2. Alexion Pharmaceuticals: Sputtering out of the gate
AstraZeneca's big enough to quietly absorb any losses from its ZS Pharma debacle. Alexion Pharmaceuticals is a much smaller company, and the $8.4 billion acquisition of Synageva it announced in 2015 will sting for years to come. The whopping price tag came with two drugs that have been disappointing commercially, and a clinical-stage rare-disease candidate that Alexion scrapped last February.
Everything started out well enough. Kanuma earned approval to treat lysosomal acid lipase deficiency and Strensiq was green-lighted for hypophosphatasia just a few months after the deal was complete. The important takeaway for investors here, though, is not to get too wrapped up in a company's pre-launch estimates.
Sales of both drugs to date hardly live up to the blockbuster forecasts Alexion dazzled investors with going into the deal. Strensiq finished the fourth quarter on an annualized $382 million run rate, and Kanuma sales were on pace to reach just $88 million in a year.
Sales of both drugs are moving in the right direction, but they leave the company far too dependent on continued growth from Soliris. The rare-disease drug was responsible for 87% of total revenue last year, and its sales growth slowed to just 6% in the fourth quarter. If a potential competitor in late-stage testing enters the fray, Alexion's top line could quickly begin contracting.

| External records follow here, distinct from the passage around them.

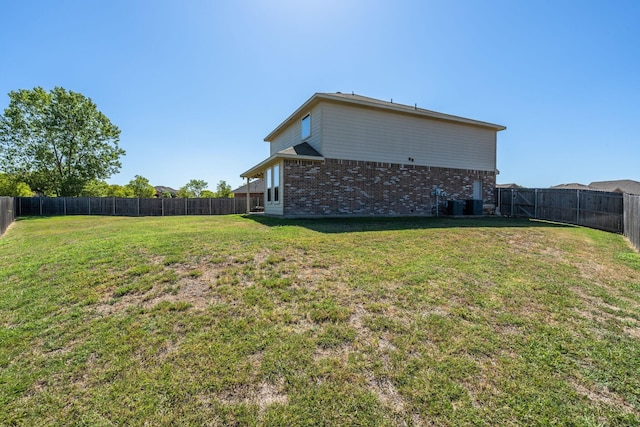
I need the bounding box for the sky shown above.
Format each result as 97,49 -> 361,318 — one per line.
0,0 -> 640,190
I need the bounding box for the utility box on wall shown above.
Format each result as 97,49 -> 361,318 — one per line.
464,199 -> 482,215
447,200 -> 464,215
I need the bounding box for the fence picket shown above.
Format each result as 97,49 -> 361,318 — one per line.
9,197 -> 262,216
497,188 -> 624,233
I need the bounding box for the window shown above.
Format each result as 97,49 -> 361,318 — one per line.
273,165 -> 280,202
265,168 -> 271,202
265,164 -> 280,203
301,114 -> 311,141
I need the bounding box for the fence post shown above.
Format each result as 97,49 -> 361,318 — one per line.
576,190 -> 580,225
511,188 -> 516,218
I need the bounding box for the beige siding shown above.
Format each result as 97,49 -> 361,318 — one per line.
270,105 -> 322,156
318,103 -> 496,171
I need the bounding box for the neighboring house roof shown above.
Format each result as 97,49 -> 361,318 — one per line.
264,92 -> 506,142
589,179 -> 640,194
550,182 -> 593,190
153,185 -> 178,194
231,179 -> 264,195
240,142 -> 324,178
551,179 -> 640,194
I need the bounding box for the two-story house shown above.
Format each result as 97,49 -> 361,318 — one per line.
241,92 -> 506,217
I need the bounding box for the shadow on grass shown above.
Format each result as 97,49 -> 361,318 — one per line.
245,215 -> 574,233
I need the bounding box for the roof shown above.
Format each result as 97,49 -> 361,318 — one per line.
231,179 -> 264,194
278,142 -> 322,157
551,179 -> 640,194
153,185 -> 178,194
589,179 -> 640,194
264,92 -> 506,142
240,142 -> 324,179
550,182 -> 593,190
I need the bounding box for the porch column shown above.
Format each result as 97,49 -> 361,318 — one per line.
247,177 -> 251,214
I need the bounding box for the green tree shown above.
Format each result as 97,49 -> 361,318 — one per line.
107,184 -> 135,198
80,179 -> 109,197
0,173 -> 33,197
0,87 -> 125,196
126,175 -> 156,199
176,187 -> 195,199
180,179 -> 209,197
216,180 -> 233,199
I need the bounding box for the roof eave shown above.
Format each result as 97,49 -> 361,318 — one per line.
264,93 -> 507,142
240,153 -> 324,178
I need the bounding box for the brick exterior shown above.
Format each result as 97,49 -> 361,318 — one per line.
282,159 -> 496,217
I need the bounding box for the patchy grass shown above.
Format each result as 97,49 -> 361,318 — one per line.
0,216 -> 640,426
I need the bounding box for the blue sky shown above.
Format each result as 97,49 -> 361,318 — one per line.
0,0 -> 640,189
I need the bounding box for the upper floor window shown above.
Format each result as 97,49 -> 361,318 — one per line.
301,114 -> 311,141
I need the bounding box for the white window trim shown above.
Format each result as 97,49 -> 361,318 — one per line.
300,112 -> 311,142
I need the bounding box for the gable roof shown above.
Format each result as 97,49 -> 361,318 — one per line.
264,92 -> 506,142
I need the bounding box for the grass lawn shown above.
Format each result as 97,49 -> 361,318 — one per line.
0,216 -> 640,426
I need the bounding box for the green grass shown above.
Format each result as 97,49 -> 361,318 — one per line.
0,216 -> 640,426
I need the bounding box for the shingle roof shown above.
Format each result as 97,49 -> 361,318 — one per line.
278,142 -> 322,157
589,179 -> 640,194
551,182 -> 593,190
264,92 -> 506,141
231,179 -> 264,194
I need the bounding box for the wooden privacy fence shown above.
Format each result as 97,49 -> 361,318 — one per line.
497,188 -> 624,233
624,194 -> 640,251
15,197 -> 262,216
0,197 -> 16,236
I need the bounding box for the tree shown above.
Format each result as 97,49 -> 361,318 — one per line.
125,175 -> 156,199
0,87 -> 125,196
0,173 -> 33,197
107,184 -> 135,197
216,180 -> 233,199
180,179 -> 209,197
80,179 -> 109,197
176,186 -> 195,199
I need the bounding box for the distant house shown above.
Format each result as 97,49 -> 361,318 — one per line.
551,179 -> 640,194
496,183 -> 524,188
241,92 -> 505,217
153,185 -> 178,197
551,182 -> 593,190
589,179 -> 640,194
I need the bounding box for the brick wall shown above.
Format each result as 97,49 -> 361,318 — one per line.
283,159 -> 495,216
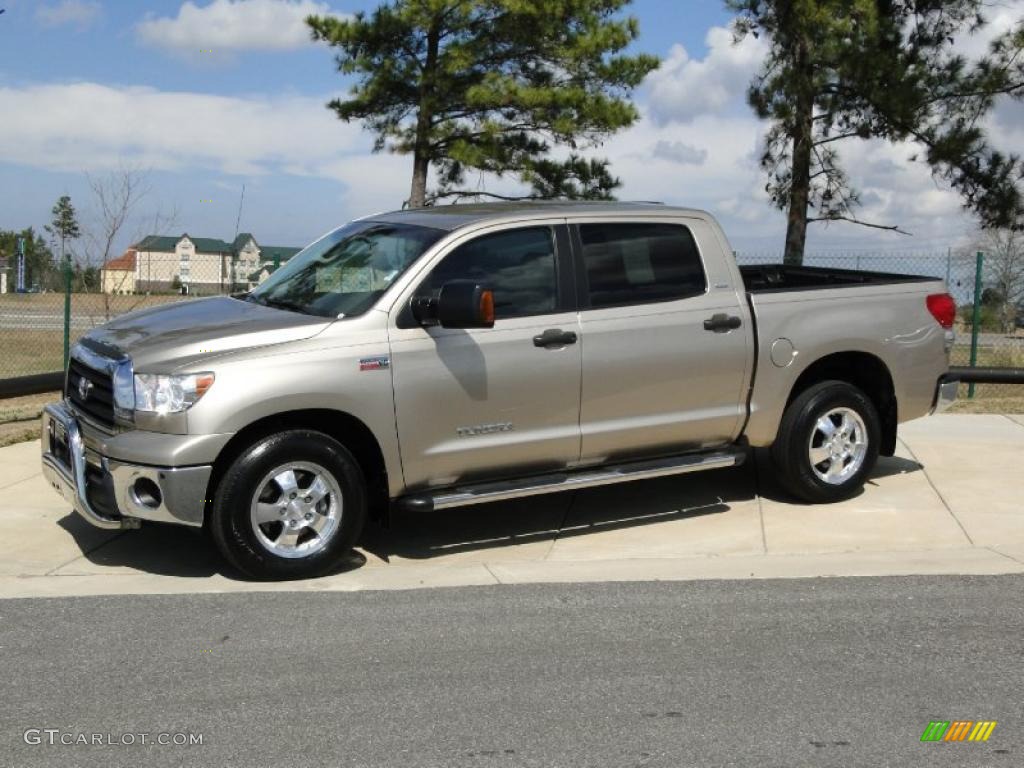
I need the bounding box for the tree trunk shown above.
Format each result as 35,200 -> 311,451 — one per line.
409,19 -> 441,208
409,148 -> 430,208
784,44 -> 814,264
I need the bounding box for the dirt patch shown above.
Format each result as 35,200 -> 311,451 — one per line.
0,392 -> 60,447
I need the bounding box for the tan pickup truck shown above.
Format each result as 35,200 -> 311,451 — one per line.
42,204 -> 955,579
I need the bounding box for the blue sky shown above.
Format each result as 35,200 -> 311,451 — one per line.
0,0 -> 1017,262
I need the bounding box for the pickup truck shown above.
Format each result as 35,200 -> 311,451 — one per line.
42,204 -> 956,579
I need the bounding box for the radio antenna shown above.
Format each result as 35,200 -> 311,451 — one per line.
232,184 -> 246,240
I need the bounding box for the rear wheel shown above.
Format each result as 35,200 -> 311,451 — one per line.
210,430 -> 367,580
772,381 -> 882,503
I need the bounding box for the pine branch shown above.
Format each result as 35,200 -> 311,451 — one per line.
807,216 -> 913,238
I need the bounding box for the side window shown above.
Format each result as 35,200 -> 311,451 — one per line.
580,223 -> 708,308
416,227 -> 558,319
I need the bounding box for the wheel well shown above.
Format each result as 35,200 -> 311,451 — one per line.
205,409 -> 389,519
785,352 -> 897,456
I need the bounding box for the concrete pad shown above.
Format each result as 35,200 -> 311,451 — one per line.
0,564 -> 498,599
759,446 -> 970,554
900,415 -> 1024,546
0,475 -> 120,575
0,415 -> 1024,598
548,466 -> 764,561
362,493 -> 573,564
0,440 -> 42,493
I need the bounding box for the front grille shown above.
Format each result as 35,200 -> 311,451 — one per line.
65,357 -> 114,429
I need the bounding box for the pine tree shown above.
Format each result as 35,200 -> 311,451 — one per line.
307,0 -> 657,207
45,195 -> 82,264
726,0 -> 1024,263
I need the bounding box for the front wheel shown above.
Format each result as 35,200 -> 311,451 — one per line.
772,381 -> 882,503
209,430 -> 367,580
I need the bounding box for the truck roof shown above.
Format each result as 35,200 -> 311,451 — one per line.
366,201 -> 707,231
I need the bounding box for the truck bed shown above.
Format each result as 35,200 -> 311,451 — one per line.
739,264 -> 936,293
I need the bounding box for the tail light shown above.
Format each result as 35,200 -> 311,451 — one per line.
925,293 -> 956,331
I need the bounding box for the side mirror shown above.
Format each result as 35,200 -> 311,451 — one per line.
425,280 -> 495,328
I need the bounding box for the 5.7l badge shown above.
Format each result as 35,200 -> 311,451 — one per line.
455,422 -> 515,437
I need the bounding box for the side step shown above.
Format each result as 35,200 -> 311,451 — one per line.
397,449 -> 746,512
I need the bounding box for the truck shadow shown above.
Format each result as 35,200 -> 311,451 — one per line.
57,451 -> 922,579
361,451 -> 922,561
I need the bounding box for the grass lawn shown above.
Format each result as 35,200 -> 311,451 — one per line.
0,328 -> 63,378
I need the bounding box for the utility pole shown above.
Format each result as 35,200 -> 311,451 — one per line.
14,238 -> 25,293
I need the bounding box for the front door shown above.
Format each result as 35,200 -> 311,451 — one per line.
390,221 -> 582,488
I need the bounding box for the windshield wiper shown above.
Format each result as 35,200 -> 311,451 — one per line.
254,296 -> 323,317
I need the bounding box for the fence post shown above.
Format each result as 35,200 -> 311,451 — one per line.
967,251 -> 985,400
63,254 -> 72,371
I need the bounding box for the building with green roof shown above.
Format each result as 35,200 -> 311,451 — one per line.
132,232 -> 302,296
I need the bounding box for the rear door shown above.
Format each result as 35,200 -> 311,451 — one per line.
390,219 -> 582,487
571,218 -> 753,463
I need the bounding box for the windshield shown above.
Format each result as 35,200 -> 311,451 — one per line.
247,221 -> 444,317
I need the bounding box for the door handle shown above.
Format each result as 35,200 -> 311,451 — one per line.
534,328 -> 577,347
705,313 -> 743,334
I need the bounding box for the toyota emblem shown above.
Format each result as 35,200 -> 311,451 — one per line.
78,376 -> 92,402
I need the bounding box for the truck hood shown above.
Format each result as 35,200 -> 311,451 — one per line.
87,296 -> 333,372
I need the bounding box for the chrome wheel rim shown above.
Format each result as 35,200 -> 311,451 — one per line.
249,462 -> 343,558
808,408 -> 867,485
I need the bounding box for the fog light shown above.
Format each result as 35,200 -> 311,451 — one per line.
131,477 -> 164,509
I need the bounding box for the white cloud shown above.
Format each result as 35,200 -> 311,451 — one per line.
953,0 -> 1024,58
36,0 -> 102,29
651,139 -> 708,165
646,27 -> 767,123
136,0 -> 342,54
0,83 -> 367,175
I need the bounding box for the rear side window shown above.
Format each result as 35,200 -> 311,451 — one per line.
416,227 -> 558,319
580,223 -> 708,308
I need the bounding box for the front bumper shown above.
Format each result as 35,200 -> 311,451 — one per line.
42,402 -> 213,530
932,377 -> 959,414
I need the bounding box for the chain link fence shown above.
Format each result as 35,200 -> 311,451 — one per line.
0,251 -> 1024,399
0,251 -> 247,379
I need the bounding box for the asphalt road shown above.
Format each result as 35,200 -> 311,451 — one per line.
0,577 -> 1024,768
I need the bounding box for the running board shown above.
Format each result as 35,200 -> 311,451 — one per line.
397,449 -> 746,512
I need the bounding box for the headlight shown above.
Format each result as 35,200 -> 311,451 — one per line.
135,373 -> 213,414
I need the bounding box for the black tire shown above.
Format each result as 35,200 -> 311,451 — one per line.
771,381 -> 882,504
208,429 -> 367,581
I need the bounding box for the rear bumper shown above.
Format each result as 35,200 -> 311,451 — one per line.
42,402 -> 212,530
932,376 -> 959,414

3. Merck & Co.: Double blunders
Alexion's overestimation of Synageva's commercial potential was a minor transgression compared to a pair of blunders from one of America's biggest drugmakers. Merck paid $9.5 billion for Cubist pharmaceuticals at the beginning of 2015 to get its hands on Cubicin, a hospital-grade skin-infection antibiotic that the FDA approved in 2003 and Zerbaxa, a new antibiotic for urinary tract and abdominal infections.
Zerbaxa sales are still so weak that Merck doesn't mention them, and Cubicin lost patent protection much earlier than expected. The popular antibiotic generated $1.1 billion in sales for Merck in 2016. Last year, though, cheap generic competition hammered branded Cubicin sales down to just $382 million.
Just six months before Merck overpaid for Cubist, it also shelled out $3.9 billion for a biotech called Idenix and its hepatitis C virus candidate, uprifosbuvir. With competitors racing each other to the bottom, the market for hepatitis C antivirals has collapsed. In response, Merck quietly recorded a $2.9 billion impairment charge related to uprifosbuvir earlier this year.
Merck is a huge company that generated $40 billion in total revenue last year, and moving the needle isn't easy. Keytruda might be firing on all cylinders, but no company can let over $13 billion go up in smoke without consequences. Squandering heaps on fruitless acquisitions has left the company without enough growth drivers to keep the top line climbing unless Keytruda continues to shine.
4. AbbVie Inc.: Surprised, anyone?
Perhaps the only big acquisition less sensible than Merck's splurges was AbbVie's $5.8 billion purchase of Stemcentrx in 2016. The main asset involved was a cancer candidate with mediocre early-stage clinical data called Rova-T.
Investors were still scratching their heads trying to figure out what AbbVie saw in the candidate when management announced it wouldn't seek an accelerated approval for the drug as a lung cancer treatment. It might not be game over for Rova-T, but I'll be surprised if AbbVie's shareholders ever realize a return on the investment.
While you and I might not find ourselves in a position to acquire an entire company, there's an important lesson here for investors big and small. Wait for eye-popping data before you assume anything is worth 10 figures.